My question is regarding the paper "Improved Rectangular Matrix Multiplication using Powers of the Coppersmith-Winograd Tensor". In the paper, the authors show an algorithm for multiplying a $n \times n^c$ and a $n^c \times n$ matrix. The authors show a graph of how the exponent in the time complexity depends on $c$. This graph is clearly convex. This would mean that one can upper bound the time complexity by linearly interpolating the exponent between that case of $c = 0.31389$ (where the exponent is 2) and $c=1$ (where the exponent is $\omega$). This would be useful for stating the time complexity of an algorithm I came up with.

However, they do not prove that the graph is convex. Is it convex? If so, any ideas as to how to cite this fact?



Does Lemma 3.6 of https://arxiv.org/abs/2009.10217 answer your original question of convexity of the matrix multiplication constant?

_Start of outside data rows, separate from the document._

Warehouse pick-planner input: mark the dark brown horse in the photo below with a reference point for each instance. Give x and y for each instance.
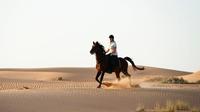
(102, 63)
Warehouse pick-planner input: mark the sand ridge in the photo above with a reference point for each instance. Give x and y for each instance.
(23, 90)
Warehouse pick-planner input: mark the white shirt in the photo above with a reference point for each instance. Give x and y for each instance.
(112, 46)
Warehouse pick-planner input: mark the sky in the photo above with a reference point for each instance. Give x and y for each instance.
(59, 33)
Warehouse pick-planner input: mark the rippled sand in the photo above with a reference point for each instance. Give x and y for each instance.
(39, 90)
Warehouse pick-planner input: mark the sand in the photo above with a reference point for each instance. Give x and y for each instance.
(39, 90)
(194, 77)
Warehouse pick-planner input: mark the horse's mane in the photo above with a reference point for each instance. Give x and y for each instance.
(101, 47)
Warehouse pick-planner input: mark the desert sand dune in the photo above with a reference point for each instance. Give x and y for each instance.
(194, 77)
(23, 90)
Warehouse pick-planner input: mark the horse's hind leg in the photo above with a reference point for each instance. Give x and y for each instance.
(101, 79)
(127, 74)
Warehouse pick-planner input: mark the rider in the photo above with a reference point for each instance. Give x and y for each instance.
(112, 53)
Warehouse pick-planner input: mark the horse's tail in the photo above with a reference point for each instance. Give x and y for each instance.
(133, 64)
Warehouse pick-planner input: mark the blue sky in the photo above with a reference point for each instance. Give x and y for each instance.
(59, 33)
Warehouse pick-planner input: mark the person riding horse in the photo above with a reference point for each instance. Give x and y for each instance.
(112, 54)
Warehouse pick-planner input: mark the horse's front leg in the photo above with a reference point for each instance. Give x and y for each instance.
(97, 76)
(102, 75)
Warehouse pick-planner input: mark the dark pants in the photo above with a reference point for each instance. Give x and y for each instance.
(113, 62)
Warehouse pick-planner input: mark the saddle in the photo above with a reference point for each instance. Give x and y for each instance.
(113, 62)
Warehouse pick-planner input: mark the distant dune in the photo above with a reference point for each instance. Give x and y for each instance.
(194, 77)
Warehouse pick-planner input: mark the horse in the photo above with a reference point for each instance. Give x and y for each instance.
(102, 64)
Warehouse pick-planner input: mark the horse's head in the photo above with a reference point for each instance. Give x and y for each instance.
(97, 47)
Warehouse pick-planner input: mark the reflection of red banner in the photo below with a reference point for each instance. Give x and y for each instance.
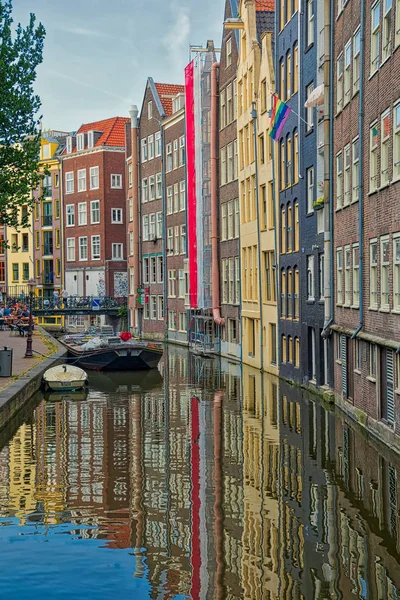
(195, 499)
(191, 183)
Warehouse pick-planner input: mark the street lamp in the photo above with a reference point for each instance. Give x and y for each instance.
(28, 353)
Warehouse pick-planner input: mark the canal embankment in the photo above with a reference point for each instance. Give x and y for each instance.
(27, 373)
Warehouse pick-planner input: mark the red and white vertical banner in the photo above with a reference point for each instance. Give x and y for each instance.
(194, 182)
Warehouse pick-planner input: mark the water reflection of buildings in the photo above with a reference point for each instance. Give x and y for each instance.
(260, 539)
(225, 488)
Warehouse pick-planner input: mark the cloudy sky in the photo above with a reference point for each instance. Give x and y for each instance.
(99, 53)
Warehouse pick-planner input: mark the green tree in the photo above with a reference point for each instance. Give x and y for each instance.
(21, 51)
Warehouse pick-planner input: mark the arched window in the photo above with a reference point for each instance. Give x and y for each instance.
(289, 244)
(289, 311)
(283, 350)
(283, 294)
(296, 298)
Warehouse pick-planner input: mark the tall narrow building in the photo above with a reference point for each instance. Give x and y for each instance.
(367, 216)
(257, 17)
(93, 168)
(299, 158)
(229, 217)
(155, 159)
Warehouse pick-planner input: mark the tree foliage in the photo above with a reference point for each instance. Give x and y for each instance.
(21, 51)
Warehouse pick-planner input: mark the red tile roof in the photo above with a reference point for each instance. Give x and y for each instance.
(113, 131)
(268, 5)
(166, 91)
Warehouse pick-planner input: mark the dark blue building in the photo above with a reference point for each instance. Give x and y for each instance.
(300, 161)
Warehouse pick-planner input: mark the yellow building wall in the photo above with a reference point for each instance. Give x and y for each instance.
(259, 307)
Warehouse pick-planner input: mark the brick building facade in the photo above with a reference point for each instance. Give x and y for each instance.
(154, 161)
(175, 223)
(229, 248)
(367, 218)
(94, 216)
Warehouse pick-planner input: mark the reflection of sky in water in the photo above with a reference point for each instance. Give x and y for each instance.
(230, 487)
(55, 562)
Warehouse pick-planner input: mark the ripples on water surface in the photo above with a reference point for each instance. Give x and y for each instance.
(195, 483)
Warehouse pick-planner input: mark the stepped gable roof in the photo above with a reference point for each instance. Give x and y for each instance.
(113, 131)
(165, 92)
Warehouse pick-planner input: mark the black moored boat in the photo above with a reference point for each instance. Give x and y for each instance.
(111, 353)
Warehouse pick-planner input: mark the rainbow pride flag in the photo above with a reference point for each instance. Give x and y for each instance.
(280, 114)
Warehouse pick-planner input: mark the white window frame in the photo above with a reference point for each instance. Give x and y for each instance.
(339, 179)
(375, 37)
(157, 138)
(82, 180)
(117, 251)
(81, 246)
(396, 274)
(355, 159)
(82, 213)
(94, 178)
(69, 182)
(116, 181)
(310, 178)
(117, 216)
(71, 249)
(94, 207)
(70, 215)
(95, 241)
(385, 148)
(373, 275)
(384, 273)
(150, 147)
(143, 150)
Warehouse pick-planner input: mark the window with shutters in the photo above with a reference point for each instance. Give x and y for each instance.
(373, 274)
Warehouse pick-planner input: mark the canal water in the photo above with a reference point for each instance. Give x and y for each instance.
(197, 481)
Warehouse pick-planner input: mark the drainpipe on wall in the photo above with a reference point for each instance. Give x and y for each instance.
(254, 117)
(361, 172)
(133, 113)
(328, 180)
(218, 320)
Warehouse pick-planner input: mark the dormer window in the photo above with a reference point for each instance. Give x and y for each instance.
(80, 142)
(178, 103)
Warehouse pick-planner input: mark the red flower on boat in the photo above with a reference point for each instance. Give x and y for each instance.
(125, 336)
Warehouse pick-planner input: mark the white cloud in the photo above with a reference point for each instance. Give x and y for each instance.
(176, 40)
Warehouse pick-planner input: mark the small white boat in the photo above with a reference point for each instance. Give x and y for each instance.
(64, 378)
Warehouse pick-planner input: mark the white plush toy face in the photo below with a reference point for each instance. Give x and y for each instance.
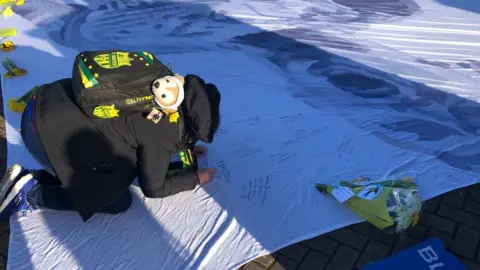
(168, 92)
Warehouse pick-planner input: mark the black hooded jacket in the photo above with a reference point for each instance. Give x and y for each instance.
(96, 161)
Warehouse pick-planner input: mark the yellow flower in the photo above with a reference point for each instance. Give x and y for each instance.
(16, 106)
(7, 12)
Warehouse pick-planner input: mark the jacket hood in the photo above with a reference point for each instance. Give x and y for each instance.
(201, 108)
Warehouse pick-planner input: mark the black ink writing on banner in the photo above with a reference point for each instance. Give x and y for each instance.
(281, 157)
(292, 118)
(346, 148)
(303, 134)
(246, 151)
(256, 190)
(264, 188)
(252, 121)
(224, 170)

  • $\begingroup$ It does! That is exactly what I was looking for! $\endgroup$ – user2316602 Feb 27 at 14:48

I found an answer in the paper "Fast sparse matrix multiplication" as Theorem 2.4. The authors cite "Fast rectangular matrix multiplications and applications", so that's the original source, I guess. It is possible to do it in a black-box fashion, so it works for any fast multiplication algorithms. That, of course, does not prove convexity but it does allow to upper-bound the exponent, as I needed.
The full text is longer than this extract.